Firstly, Professor Zhiqing Li introduced
the development background and implication of ESG. “ESG information disclosure” refers to
the environmental (E), social (S) and company governance (G) information in the
operation process that a company actively discloses. Before it
became popular, people were more familiar with the concept of “social
responsibility investment (SRI)”, which integrates personal value orientation
and attention to society into investment decisions, considering both investment
demands and social influence. Meanwhile, it is also a mode of investment
portfolio that choose a company share structure based on ethical and social
standards. Under different social backgrounds, the content of SRI has gone
through gradual evolution, and formed a measure for investors to improve risk
and profit outcomes. Since the 1990s, environmental protection and climate
change have gradually become the focus of public attention, and thus it has
been increasingly popular to adopt environmental protection as the selection
criteria of SRI. In 2006, the Principles for Responsible Investment (PRI) was
established, officially bringing forward the concept of environment, society
and governance (ESG).
Next, Professor Li made a detailed
illustration of how ESG supports green transformation and high-quality development.
The “Zero-carbon Development” of peaking carbon emissions and achieving carbon
neutrality is the major goal of China’s mid- and long-term green development. To
promote the comprehensive green transformation of economic and social
development, the gradual disconnection between carbon emissions and economic
development is a must. Seeing from the “comparison diagram of the GDP and
carbon emissions in Shanghai”, Shanghai’s GDP has been rising steadily with the
increase of its carbon emissions slowing down after 2011. This is a positive
signal of moving towards the goal of green low-carbon high-quality development.
For the sake of peaking carbon emissions
and achieving carbon neutrality, China has formulated certain policies and
raised a series of requirements in the information disclosure of social
responsibilities and company governance by listed companies. So is the ESG
performance of an enterprise related to its business performance? According
to some scholars’ research, there is a certain positive relativity between ESG
performance and stock return. The investment
portfolio constructed by CSI 300 constituent stocks with the ESG performance
ranking top 100 has a higher investment income than direct investment on CSI
300 index, and the portfolio return of CSI 300 green leading stocks is also
higher than that of CSI 300 (Yao Wang, 2018). Professor Zhiqing Li took the
example of listed companies in the medical industry, concluding that the
industry group with high market value is higher in all the three aspects of the
release rate of ESG reports, average score of ESG report quality and average
increase rate of share prices compared to industry groups with medium and low
market value.
Professor Zhiqing Li explained that there are three types of
influencing principles for improper management of ESG issues, “ESG performance
directly influencing business cooperation of companies”, “ESG performance
drawing high concern of regulatory authorities and affecting core business
modes”, and “ESG performance encouraging consumers to boycott business of listed
companies”. All these will cause stock price changes of listed companies. With
investors paying more attention to ESG, the number of pan ESG index in A-share
stocks has been constantly increasing, and public funds are also more actively
applying PRI.
At last, Li shared the rating and prospect of ESG. At
present, a number of ESG rating institutions provide key information for
institutional investors to make ESG investment. Their rating methods may not
differ much, but with a certain degree of various understandings of E (environment).

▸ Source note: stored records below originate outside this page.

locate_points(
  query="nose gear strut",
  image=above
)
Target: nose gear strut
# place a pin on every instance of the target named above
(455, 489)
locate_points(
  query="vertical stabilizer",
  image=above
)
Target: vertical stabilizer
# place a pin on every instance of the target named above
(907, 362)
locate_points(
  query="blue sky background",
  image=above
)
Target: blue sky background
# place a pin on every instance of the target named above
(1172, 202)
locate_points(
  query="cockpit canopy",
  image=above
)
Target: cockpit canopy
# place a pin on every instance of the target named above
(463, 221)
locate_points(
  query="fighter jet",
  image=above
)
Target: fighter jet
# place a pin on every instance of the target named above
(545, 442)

In this regard, Li believed that the environmental issues facing western
countries are a great deal different from China, so there is no need and no way
for us to conform our understandings of the environment with theirs.
In the form of cases, Professor Zhiqing
Li pointed out the two forms of ESG participation of Chinese enterprises
at present. One is building an ESG governance framework and proposing a vision;
and the other is managing ESG quantitative data for its life cycle
systematically and comprehensively, and formulating ESG goals. In general, ESG
information disclosure is beneficial to the high-quality development of listed
companies in China. The era of “development before governance” and “earning
before donation” has long gone. Regulators holding new concepts are taking a
larger place, and more entrepreneurs like “Zhang Jian” will emerge in the
contemporary market.
The biggest predicament of green development is earning great acclaims but not selling well. The
biggest concern of enterprises is doing without return. So, a systematic ESG institutional
system needs to be established for enterprises to achieve economic value growth
from zero to one, so that more excellent “ESG-driven enterprises” will spring
up and a “global ESG benchmark” can be set in various industries. In this way,
more companies will recognize its advantages, giving rise to the culture and
atmosphere transformation in the entire market.
New Commercial Financial Leadership Camp opens double
visions of both the domestic and global financial market for financial
investors and senior management of entity enterprises, carrying out in-depth
exploration into enterprise investment, financing and strategic
management, discussing fintech frontier and policy reform, helping entity entrepreneurs
construct financial thinking, and leading financial institutions to better
serve entities.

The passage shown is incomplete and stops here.